Preferably, in the fourth step, the input image is matched with the descriptors of the images in the closed-loop candidate image queue, specifically, the descriptors are matched
Input image I using Hamming distance i And closed loop candidate image I n For the input image I i LDB descriptor of (1)In the candidate image I n In search andtwo descriptors with the closest distanceIf it isAnd withIf the following conditions are satisfied, the product is considered to beAndis a pair of satisfactory feature matching:
wherein the content of the first and second substances,respectively represent feature descriptorsAndhamming distance between, epsilon d The value is usually less than 1 for the distance scaling factor.

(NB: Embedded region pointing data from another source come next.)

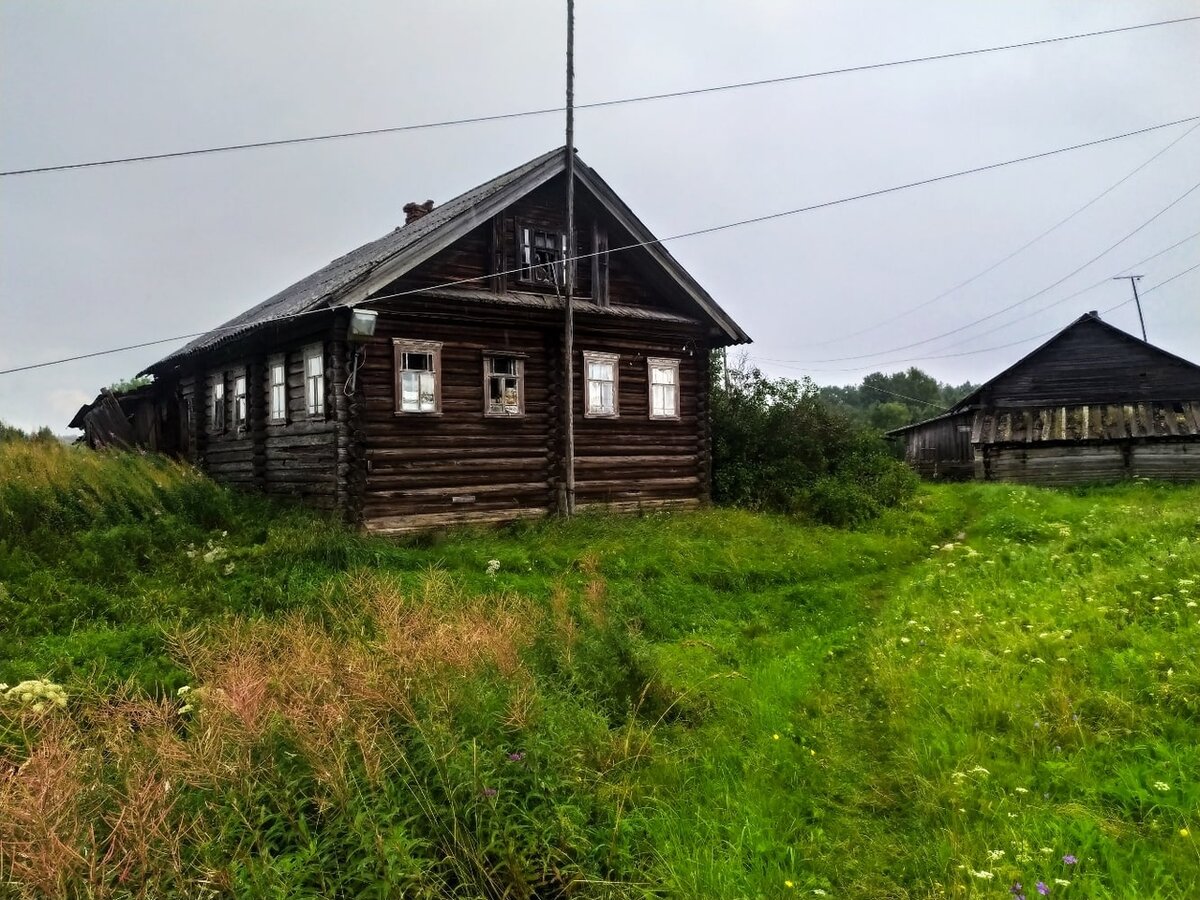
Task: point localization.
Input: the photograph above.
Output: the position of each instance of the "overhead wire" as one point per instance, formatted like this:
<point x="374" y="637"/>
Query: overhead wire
<point x="595" y="105"/>
<point x="652" y="241"/>
<point x="979" y="349"/>
<point x="1018" y="303"/>
<point x="1017" y="252"/>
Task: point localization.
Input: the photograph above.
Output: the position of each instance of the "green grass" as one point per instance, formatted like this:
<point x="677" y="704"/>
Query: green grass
<point x="718" y="703"/>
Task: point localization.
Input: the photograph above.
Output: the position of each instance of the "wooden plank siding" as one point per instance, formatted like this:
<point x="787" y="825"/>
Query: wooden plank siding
<point x="1092" y="363"/>
<point x="941" y="449"/>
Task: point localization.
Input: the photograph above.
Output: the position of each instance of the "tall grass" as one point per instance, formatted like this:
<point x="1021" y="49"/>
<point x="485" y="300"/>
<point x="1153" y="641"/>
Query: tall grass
<point x="947" y="702"/>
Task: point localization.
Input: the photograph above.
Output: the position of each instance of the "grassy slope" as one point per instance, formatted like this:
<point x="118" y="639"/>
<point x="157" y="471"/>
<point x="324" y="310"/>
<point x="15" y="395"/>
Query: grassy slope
<point x="853" y="712"/>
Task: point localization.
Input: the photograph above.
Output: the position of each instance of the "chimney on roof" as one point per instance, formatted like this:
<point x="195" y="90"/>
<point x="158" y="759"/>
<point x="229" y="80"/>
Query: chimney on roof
<point x="415" y="210"/>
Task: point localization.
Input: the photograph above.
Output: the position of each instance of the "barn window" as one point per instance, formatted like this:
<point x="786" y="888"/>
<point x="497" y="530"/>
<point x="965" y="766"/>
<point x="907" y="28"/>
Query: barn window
<point x="239" y="402"/>
<point x="504" y="384"/>
<point x="217" y="417"/>
<point x="600" y="383"/>
<point x="418" y="372"/>
<point x="664" y="379"/>
<point x="315" y="381"/>
<point x="541" y="255"/>
<point x="279" y="391"/>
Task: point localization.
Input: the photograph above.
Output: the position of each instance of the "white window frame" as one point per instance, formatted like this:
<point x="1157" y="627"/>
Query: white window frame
<point x="315" y="384"/>
<point x="217" y="413"/>
<point x="667" y="365"/>
<point x="277" y="413"/>
<point x="613" y="359"/>
<point x="433" y="348"/>
<point x="240" y="402"/>
<point x="490" y="358"/>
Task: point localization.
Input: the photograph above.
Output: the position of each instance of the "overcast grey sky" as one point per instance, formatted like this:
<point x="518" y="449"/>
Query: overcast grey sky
<point x="100" y="258"/>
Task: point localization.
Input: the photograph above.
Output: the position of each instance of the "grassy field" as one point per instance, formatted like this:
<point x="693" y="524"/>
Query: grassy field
<point x="993" y="685"/>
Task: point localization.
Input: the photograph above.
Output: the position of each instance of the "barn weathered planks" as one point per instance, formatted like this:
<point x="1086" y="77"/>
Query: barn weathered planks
<point x="1091" y="405"/>
<point x="453" y="411"/>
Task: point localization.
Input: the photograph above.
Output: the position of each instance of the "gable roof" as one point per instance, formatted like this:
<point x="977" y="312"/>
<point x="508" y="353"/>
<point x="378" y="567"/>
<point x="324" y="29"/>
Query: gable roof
<point x="352" y="279"/>
<point x="972" y="400"/>
<point x="1086" y="319"/>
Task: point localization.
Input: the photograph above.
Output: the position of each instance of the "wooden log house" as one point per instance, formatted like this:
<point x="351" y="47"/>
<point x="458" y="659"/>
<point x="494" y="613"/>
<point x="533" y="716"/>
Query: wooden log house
<point x="451" y="409"/>
<point x="1093" y="403"/>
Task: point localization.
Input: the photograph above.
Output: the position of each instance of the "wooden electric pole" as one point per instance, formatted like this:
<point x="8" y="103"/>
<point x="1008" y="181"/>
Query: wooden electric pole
<point x="1133" y="281"/>
<point x="569" y="269"/>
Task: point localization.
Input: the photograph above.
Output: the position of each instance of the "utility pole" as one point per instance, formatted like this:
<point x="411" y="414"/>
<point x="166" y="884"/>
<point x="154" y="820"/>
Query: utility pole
<point x="1133" y="281"/>
<point x="569" y="269"/>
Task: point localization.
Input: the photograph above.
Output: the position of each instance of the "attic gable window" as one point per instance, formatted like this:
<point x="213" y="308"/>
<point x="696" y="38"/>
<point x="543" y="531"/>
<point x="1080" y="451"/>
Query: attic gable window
<point x="239" y="402"/>
<point x="664" y="379"/>
<point x="315" y="381"/>
<point x="217" y="415"/>
<point x="418" y="376"/>
<point x="504" y="384"/>
<point x="600" y="384"/>
<point x="541" y="255"/>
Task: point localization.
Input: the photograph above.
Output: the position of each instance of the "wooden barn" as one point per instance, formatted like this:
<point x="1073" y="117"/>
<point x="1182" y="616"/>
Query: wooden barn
<point x="1092" y="403"/>
<point x="419" y="379"/>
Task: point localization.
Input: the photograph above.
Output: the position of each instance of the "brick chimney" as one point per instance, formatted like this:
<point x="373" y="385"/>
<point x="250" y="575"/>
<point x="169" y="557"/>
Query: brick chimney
<point x="415" y="210"/>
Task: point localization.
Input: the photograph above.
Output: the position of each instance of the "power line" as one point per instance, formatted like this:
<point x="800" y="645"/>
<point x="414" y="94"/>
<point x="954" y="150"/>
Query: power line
<point x="597" y="105"/>
<point x="1043" y="310"/>
<point x="699" y="232"/>
<point x="1024" y="300"/>
<point x="982" y="349"/>
<point x="1020" y="250"/>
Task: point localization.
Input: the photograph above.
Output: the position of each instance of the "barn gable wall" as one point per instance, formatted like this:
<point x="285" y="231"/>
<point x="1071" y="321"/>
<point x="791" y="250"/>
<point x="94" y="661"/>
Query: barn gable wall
<point x="1090" y="363"/>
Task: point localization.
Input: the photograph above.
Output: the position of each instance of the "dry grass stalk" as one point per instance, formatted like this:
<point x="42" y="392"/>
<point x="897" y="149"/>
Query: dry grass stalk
<point x="42" y="815"/>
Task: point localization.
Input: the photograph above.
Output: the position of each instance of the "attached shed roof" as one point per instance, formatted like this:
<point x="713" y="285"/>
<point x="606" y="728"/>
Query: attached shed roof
<point x="352" y="279"/>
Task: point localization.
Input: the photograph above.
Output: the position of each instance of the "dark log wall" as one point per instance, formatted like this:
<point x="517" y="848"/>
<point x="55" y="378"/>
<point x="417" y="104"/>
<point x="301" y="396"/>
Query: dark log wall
<point x="631" y="460"/>
<point x="942" y="448"/>
<point x="228" y="451"/>
<point x="1090" y="364"/>
<point x="425" y="469"/>
<point x="295" y="459"/>
<point x="300" y="455"/>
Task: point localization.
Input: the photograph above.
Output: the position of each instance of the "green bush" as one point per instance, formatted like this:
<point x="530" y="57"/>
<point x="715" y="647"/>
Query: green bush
<point x="778" y="447"/>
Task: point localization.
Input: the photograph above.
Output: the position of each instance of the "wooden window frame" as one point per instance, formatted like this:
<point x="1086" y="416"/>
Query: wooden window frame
<point x="526" y="273"/>
<point x="281" y="363"/>
<point x="601" y="357"/>
<point x="240" y="402"/>
<point x="217" y="414"/>
<point x="519" y="358"/>
<point x="653" y="363"/>
<point x="315" y="412"/>
<point x="400" y="346"/>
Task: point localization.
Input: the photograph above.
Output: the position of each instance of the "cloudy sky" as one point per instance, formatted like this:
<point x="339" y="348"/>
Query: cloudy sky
<point x="97" y="258"/>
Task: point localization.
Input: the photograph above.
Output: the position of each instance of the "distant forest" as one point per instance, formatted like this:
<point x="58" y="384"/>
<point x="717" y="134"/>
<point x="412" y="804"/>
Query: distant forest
<point x="888" y="401"/>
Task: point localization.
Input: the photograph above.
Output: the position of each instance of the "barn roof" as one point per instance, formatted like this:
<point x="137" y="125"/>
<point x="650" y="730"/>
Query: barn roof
<point x="1073" y="420"/>
<point x="351" y="279"/>
<point x="1087" y="318"/>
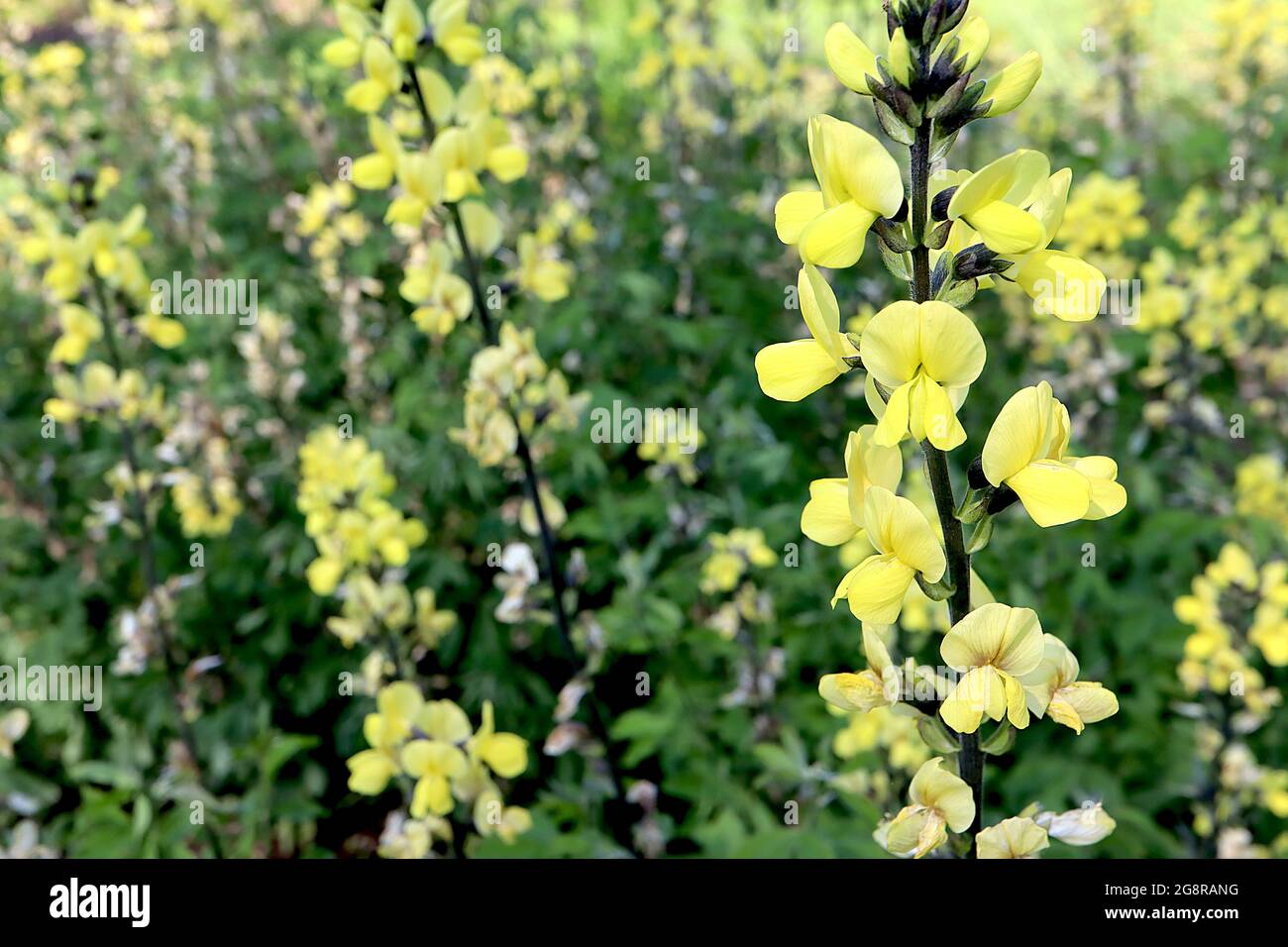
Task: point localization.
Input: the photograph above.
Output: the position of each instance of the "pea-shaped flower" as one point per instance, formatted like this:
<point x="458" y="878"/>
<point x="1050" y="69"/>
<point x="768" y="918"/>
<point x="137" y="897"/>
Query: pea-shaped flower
<point x="793" y="369"/>
<point x="993" y="646"/>
<point x="1055" y="690"/>
<point x="868" y="689"/>
<point x="993" y="198"/>
<point x="859" y="182"/>
<point x="833" y="514"/>
<point x="906" y="545"/>
<point x="926" y="356"/>
<point x="940" y="800"/>
<point x="1059" y="283"/>
<point x="1012" y="838"/>
<point x="1028" y="450"/>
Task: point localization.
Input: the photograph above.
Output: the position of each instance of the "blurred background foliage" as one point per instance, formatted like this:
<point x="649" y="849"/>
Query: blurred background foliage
<point x="1171" y="116"/>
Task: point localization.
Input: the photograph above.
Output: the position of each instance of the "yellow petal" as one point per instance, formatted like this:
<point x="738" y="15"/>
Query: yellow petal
<point x="936" y="418"/>
<point x="1061" y="285"/>
<point x="373" y="171"/>
<point x="1006" y="230"/>
<point x="1090" y="701"/>
<point x="793" y="369"/>
<point x="825" y="517"/>
<point x="853" y="692"/>
<point x="945" y="792"/>
<point x="1019" y="433"/>
<point x="979" y="690"/>
<point x="795" y="211"/>
<point x="835" y="239"/>
<point x="505" y="754"/>
<point x="1107" y="495"/>
<point x="892" y="343"/>
<point x="893" y="425"/>
<point x="850" y="58"/>
<point x="896" y="526"/>
<point x="820" y="311"/>
<point x="952" y="350"/>
<point x="876" y="587"/>
<point x="1013" y="838"/>
<point x="1009" y="88"/>
<point x="996" y="634"/>
<point x="1052" y="492"/>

Preferably, the Hamming distance is adopted for the input image I i And closed loop candidate image I n The specific matching of the LDB descriptors is as follows:
wherein d is 1 ,d 2 Represents two LDB descriptors, d i Denotes d 1 ,d 2 Bit i of the descriptor.
Compared with the prior art, the invention has the beneficial effects that:
1. the key frames are selected through KLT sparse optical flow tracking, the movement speed of the mobile robot does not need to be considered, meanwhile, the images at the corners can be better processed, and the selected key frames are more representative. Meanwhile, the key frame is selected, so that the operation speed in the matching process can be reduced, and the detection speed of the whole method is improved.
2. The invention checks whether the two images form a closed loop or not through the local differential binary descriptor LDB, thereby not only obtaining the geometric topological relation between the two images, but also verifying whether the two images form the closed loop or not, and improving the precision of closed loop detection.
3. The invention extracts the global features of the image by adopting the convolutional neural network trained by the image classification dataset and uses the global features for nearest neighbor image retrieval, thereby being capable of better coping with scenes with appearance changes.
Drawings
FIG. 1 is a flow chart of a closed loop detection method based on key frame selection and local features of the present invention;
FIG. 2 is a flowchart of key frame selection for a closed loop detection method based on key frame selection and local features according to the present invention.
Detailed Description
The drawings are for illustrative purposes only and are not to be construed as limiting the patent; for the purpose of better illustrating the embodiments, certain features of the drawings may be omitted, enlarged or reduced, and do not represent the size of an actual product; it will be understood by those skilled in the art that certain well-known structures in the drawings and descriptions thereof may be omitted. The positional relationships depicted in the drawings are for illustrative purposes only and are not to be construed as limiting the present patent.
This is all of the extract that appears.